I think you'd want to ask two questions in order to determine whether royalties produce qualified business income and a Section 199A deduction.

Question 1: Is the activity producing royalties a trade or business?

First, you'd want to figure out whether a Section 162 trade or business activity creates the royalties. E.g., some of you know I wrote Quicken for Dummies and QuickBooks for Dummies. Those books produced royalties. Further, I think it's pretty clear those royalties stemmed from a trade or business. (My writing showed regularity, continuity and a profit motive... the requirements laid out in Groetzinger.)
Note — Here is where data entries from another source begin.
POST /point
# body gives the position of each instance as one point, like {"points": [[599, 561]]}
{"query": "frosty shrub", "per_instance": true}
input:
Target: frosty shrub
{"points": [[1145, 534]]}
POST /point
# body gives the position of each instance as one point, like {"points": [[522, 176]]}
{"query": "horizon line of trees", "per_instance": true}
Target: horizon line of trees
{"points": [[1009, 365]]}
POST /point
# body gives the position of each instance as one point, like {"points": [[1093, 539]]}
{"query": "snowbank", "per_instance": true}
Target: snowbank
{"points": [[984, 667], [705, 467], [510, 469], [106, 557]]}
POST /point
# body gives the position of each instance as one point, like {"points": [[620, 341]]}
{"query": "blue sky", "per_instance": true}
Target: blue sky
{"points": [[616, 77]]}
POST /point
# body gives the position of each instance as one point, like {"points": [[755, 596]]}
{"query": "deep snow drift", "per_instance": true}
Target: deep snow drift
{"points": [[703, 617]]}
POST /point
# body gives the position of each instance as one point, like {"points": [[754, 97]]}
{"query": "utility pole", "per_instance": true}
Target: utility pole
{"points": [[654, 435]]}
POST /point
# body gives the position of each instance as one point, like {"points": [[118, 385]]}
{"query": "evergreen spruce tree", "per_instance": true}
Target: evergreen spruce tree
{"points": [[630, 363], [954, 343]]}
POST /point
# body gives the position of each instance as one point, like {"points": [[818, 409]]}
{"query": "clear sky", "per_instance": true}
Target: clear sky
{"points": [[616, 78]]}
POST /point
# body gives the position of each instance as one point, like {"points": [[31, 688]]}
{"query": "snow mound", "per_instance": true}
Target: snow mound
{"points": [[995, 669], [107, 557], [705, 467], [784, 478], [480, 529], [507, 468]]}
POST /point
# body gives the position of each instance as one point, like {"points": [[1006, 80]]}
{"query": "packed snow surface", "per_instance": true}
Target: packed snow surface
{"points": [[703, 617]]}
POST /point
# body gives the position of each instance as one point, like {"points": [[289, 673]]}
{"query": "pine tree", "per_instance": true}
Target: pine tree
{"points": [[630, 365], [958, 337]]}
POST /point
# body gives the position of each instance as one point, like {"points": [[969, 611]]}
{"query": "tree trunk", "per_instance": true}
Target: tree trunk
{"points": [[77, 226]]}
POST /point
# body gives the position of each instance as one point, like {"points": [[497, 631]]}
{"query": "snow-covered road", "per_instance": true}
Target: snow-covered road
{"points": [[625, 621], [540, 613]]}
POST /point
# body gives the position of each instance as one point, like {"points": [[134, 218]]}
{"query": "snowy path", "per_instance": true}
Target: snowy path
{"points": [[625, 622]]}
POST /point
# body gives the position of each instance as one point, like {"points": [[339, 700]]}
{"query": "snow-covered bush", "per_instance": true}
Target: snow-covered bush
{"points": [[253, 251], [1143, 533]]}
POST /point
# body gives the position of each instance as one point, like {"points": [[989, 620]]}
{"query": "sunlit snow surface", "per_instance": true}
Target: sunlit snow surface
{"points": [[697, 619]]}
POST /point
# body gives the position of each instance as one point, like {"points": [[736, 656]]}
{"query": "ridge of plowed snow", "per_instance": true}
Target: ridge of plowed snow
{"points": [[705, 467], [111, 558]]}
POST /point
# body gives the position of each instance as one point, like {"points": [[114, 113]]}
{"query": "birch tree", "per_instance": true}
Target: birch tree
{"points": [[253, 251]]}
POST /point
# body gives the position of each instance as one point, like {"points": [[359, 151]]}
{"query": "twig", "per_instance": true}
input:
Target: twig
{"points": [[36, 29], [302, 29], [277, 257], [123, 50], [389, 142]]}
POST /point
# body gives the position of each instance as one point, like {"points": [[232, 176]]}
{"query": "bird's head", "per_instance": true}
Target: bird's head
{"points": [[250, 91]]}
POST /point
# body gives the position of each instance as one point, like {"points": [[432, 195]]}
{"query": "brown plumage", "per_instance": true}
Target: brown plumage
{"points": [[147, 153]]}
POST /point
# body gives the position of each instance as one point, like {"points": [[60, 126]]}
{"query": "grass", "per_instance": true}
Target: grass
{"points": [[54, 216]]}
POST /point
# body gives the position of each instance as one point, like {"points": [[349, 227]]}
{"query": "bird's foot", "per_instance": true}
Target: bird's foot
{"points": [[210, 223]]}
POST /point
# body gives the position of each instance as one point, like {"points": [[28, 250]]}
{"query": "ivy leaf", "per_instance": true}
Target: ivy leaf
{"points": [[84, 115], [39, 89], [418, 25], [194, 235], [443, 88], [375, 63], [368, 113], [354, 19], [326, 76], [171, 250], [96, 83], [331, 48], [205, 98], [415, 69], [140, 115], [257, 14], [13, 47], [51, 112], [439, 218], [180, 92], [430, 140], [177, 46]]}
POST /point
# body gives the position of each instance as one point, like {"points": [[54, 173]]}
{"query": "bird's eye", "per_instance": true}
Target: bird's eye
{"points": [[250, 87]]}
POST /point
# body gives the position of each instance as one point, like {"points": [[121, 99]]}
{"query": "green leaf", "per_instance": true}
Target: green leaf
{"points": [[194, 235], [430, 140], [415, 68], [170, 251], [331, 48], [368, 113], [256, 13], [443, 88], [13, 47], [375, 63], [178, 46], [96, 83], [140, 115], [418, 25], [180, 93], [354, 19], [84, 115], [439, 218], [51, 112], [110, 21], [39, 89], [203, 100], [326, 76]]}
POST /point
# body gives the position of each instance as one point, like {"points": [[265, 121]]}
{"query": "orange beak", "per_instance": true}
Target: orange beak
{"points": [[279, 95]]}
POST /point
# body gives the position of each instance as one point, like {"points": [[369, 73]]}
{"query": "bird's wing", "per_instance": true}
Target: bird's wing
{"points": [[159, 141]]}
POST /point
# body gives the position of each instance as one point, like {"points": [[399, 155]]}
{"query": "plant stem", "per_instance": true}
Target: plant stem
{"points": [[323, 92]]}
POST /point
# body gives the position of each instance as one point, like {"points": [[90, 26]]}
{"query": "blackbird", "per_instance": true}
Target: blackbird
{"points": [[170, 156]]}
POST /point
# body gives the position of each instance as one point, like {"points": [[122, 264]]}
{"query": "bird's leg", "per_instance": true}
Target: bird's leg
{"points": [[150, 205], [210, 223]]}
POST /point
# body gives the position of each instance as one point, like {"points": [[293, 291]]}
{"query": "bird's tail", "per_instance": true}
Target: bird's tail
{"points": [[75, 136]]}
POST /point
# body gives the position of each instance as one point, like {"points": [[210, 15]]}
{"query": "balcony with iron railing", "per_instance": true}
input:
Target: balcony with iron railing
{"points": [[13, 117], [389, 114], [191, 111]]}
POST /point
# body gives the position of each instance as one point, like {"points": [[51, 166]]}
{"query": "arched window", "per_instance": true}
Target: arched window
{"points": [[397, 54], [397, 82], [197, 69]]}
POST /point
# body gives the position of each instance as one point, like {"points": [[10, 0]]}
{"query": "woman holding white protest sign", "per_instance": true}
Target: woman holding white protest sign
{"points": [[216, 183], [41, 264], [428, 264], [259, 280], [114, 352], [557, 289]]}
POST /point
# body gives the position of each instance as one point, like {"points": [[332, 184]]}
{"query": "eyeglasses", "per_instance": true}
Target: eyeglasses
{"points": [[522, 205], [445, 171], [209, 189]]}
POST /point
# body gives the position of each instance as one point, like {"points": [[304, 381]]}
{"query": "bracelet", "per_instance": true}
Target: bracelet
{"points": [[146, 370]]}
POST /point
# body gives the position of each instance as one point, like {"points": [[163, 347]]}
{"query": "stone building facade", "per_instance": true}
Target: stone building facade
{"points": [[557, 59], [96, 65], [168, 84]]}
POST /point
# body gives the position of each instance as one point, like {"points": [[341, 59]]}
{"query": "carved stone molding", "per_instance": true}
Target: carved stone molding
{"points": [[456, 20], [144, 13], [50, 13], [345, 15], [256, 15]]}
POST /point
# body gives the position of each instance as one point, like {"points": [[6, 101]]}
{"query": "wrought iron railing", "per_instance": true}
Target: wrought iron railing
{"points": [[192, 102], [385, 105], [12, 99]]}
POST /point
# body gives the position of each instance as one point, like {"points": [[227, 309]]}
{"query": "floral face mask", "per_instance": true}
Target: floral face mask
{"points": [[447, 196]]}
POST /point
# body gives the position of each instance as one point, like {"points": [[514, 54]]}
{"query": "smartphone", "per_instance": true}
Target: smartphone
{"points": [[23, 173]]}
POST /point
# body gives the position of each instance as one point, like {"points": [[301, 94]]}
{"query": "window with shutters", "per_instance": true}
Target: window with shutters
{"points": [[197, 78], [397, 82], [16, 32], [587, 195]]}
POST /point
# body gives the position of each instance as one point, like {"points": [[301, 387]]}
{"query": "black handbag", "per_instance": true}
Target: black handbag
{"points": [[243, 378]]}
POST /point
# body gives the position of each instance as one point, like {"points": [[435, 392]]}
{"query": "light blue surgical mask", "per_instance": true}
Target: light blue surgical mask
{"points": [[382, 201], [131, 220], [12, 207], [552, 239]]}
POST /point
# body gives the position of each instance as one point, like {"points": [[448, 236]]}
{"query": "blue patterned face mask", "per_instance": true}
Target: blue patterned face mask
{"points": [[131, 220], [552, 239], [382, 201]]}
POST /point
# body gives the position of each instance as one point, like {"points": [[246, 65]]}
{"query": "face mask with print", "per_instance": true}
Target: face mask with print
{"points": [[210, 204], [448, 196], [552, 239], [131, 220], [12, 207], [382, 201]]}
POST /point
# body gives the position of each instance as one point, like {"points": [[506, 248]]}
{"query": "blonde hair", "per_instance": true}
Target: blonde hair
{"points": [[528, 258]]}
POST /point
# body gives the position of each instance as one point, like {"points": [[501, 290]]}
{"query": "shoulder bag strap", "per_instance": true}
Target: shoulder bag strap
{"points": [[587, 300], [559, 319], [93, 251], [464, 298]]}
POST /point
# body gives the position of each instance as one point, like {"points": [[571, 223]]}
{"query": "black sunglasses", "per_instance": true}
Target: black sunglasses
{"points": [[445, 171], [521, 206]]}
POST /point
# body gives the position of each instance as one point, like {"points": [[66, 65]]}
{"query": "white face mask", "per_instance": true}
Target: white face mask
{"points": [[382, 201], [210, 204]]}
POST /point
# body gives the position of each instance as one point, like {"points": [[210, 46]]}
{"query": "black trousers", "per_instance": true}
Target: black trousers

But some people receiving royalties for something like writing a book don't have a trade or business... One might assume when a former U.S. president writes his memoirs that doesn't count as a trade or business. (President Eisenhower probably wasn't in the business of writing books, for example.)

Note: If royalties come from a trade or business, I think they should be reported on Schedule C and not on Schedule E...

Question #2: Is the writing or composing activity a "specified service trade or business?"

The second question would be whether someone's writing, due to their taxable income and the nature of the writing, counts as a specified service trade or business because the writing connects to a performance. The final regs summary says this on page 84, "To the extent that a writer is paid for written material, such as a song or screenplay, that is integral to the creation of the performing arts, the writer is performing services in the field of performing arts." That seems pretty clear.

E.g., if someone writes a novel and earns $1 million in royalties, the writer has qualified business income and potentially gets the Section 199A deduction. (A novel is not a performance.) If someone writes a movie script and earns $1 million, the writer doesn't have qualified business income.